The 2′,7′-dichlorodihydrofluorescein diacetate (H₂DCFDA) assay was used to determine the oxidative stress level within the cellular biomass and the EPS component [74]. Briefly, 300 µL of each sample was incubated at 30 °C with 5 mM of H₂DCFDA (final concentration of 10 µM). After 30 min, fluorescence was assessed using the Infinite 200 PRO Microplate Reader (Tecan, Männedorf, Switzerland) with excitation at 488 nm and emission at 520 nm. Obtained data were normalized to the amount of proteins, and the means are reported.

4.11. Mangrove Effect on Biofilm Dispersion

Mature biofilms were grown as reported in Section 4.10.1 in the absence of mangrove extract. After being grown, the media were removed, and the biofilms were treated with 1 mL of PBS containing 10 mg/L, 100 mg/L, and 1000 mg/L of each extract and 2% MetOH. Biofilms were also treated with only PBS or 2% MetOH for negative controls. After 3 h at room temperature, biofilms were dispersed in the bulk, and those that remained on the surface were recovered, and the biomass was indirectly estimated by protein quantification, as reported in Section 4.10.3. The biofilm tendency to surface detachment was calculated as (proteins from biofilm dispersed in the bulk × 100)/(proteins from biofilm dispersed in the bulk + proteins from biofilm remained on the surface) [75], and means were reported.

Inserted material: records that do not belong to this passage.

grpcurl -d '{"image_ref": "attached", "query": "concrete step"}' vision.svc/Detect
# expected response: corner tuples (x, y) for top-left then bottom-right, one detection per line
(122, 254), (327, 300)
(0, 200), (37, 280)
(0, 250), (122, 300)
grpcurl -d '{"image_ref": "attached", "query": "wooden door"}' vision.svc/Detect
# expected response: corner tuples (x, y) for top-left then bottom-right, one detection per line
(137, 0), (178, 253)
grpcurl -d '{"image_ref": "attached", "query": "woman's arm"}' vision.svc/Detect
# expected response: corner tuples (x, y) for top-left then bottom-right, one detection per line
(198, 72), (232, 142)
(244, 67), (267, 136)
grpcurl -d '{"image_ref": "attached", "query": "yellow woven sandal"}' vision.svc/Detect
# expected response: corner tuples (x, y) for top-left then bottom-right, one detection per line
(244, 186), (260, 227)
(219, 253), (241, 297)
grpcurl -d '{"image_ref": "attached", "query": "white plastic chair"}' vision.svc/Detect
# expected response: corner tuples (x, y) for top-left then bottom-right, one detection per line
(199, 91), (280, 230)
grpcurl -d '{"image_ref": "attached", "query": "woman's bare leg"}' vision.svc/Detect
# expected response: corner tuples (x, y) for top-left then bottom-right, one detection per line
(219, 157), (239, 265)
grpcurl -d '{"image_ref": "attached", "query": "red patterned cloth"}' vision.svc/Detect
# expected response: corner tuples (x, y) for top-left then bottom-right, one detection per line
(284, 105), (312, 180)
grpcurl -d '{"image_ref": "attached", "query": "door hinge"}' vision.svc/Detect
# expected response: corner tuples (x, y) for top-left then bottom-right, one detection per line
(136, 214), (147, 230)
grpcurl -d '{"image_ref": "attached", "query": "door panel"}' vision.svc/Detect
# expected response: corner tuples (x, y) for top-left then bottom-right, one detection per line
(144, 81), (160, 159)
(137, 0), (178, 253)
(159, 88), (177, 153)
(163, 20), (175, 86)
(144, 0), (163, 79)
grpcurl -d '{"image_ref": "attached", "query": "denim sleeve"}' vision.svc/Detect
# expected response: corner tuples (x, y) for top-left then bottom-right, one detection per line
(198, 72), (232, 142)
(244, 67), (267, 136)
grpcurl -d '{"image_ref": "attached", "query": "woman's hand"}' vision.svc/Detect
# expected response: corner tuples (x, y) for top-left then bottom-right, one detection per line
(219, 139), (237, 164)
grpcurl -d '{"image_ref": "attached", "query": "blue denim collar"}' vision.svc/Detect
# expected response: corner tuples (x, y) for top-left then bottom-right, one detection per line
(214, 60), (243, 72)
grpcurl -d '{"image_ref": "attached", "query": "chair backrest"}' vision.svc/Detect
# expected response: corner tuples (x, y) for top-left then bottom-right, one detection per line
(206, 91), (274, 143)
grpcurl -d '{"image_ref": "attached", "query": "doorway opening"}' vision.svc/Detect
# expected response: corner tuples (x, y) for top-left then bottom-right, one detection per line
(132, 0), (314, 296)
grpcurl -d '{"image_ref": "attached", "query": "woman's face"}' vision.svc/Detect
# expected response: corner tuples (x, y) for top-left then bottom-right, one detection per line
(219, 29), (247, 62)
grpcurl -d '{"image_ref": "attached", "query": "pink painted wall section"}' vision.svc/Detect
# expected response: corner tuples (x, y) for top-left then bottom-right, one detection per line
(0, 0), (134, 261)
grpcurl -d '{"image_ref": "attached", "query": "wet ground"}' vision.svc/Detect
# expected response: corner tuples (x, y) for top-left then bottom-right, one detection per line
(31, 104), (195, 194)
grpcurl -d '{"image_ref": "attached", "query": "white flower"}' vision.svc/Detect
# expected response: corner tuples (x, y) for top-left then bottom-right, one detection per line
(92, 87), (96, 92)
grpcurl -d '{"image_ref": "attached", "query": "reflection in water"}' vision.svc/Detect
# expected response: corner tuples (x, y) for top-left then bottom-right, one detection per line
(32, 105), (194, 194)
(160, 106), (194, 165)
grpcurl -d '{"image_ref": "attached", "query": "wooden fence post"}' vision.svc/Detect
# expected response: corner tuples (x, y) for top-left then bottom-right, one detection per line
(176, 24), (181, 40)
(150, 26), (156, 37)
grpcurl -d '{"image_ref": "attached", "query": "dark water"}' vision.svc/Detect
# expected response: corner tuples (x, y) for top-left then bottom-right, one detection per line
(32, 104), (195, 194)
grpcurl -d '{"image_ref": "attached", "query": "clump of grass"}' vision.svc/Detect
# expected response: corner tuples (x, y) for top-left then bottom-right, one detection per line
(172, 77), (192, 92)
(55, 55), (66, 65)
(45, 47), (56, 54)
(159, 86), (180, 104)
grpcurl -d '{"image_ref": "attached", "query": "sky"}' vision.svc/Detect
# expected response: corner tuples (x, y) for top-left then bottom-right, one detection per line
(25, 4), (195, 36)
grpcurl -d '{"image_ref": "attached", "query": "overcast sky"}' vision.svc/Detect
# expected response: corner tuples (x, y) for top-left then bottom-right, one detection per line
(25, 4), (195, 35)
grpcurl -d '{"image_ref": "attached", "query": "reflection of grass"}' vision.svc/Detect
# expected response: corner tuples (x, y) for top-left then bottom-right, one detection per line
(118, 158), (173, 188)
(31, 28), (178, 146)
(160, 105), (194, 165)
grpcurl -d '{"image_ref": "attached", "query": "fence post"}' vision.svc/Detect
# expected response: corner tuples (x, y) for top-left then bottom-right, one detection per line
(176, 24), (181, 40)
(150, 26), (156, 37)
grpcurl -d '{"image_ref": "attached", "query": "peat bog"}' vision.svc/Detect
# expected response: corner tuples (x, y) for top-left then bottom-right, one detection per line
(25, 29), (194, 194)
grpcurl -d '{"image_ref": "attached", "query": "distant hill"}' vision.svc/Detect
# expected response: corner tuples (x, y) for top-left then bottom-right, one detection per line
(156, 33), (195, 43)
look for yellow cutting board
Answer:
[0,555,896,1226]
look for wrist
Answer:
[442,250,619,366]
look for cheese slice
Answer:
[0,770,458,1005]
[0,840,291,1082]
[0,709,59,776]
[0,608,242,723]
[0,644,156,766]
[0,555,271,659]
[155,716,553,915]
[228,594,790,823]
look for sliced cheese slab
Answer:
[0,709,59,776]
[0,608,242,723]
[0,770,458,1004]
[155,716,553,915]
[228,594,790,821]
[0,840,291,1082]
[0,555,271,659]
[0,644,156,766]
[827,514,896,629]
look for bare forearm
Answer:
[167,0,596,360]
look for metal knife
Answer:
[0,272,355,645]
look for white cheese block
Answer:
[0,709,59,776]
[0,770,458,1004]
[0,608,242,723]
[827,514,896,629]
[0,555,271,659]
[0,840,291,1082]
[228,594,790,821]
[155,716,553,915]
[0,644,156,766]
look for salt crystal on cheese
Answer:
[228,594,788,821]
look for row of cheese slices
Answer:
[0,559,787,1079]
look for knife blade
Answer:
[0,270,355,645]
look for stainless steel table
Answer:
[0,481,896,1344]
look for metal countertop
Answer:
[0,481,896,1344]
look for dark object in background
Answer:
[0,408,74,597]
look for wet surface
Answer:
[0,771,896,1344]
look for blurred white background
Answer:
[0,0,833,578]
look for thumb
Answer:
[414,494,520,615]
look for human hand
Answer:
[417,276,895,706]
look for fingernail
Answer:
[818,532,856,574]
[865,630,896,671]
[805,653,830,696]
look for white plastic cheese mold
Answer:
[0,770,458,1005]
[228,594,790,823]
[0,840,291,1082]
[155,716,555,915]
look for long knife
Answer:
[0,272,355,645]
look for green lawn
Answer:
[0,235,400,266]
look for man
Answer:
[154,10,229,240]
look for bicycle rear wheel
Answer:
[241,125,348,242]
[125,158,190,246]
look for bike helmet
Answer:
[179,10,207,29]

4.12. Statistical Analysis

If not specified otherwise, three biological replicates for each treatment and three technical replicates were carried out for each experiment, and the data were reported as mean ± standard deviation.

The percentage variation of cells/conidia adhesion, cellular biomass abundance, extracellular proteins and polysaccharides, and detachment index in comparison to the negative control prepared with 2% MetOH was calculated as (treated sample data − negative control data) × 100/negative control data. With respect to the negative control, mangrove extract concentrations that were able to affect the above biofilm parameters by less than 20% were considered without activity, and with low, moderate, and excellent activity in the ranges of 20% to 30%, 30% to 50%, and >50%, respectively [68].

First, we verified that the data satisfied the assumptions of (i) independence, (ii) normal distribution, and iii) homogeneity of variance. Then, using MATLAB (Version 7.0, The MathWorks Inc., Natick, MA, USA), the analysis of variance (ANOVA) was applied to statistically evaluate significant differences among the samples. Tukey’s honestly significant different test (HSD) was used for pairwise comparison to determine the significance of the data (p < 0.05).

5. Conclusions

In this work, we proved that each new compound or extract needs to be investigated, taking into account the multiple steps of biofilm formation, in order to assess its real behavior in the environment. Consequently, this study adds another layer of complexity to the mode of action of plant extracts, supporting that it is not sufficient information that some of the literature on a specific extract shows its antibiofilm activity or biofilm promotion. Instead, the phytochemical effects have to be proved on the target microorganism in all three phases of biofilm development.

The behavior of different extracts on the microbial taxon could be positively exploited in those fields where it is necessary at the same time to reduce some microbial strains and improve the development of others.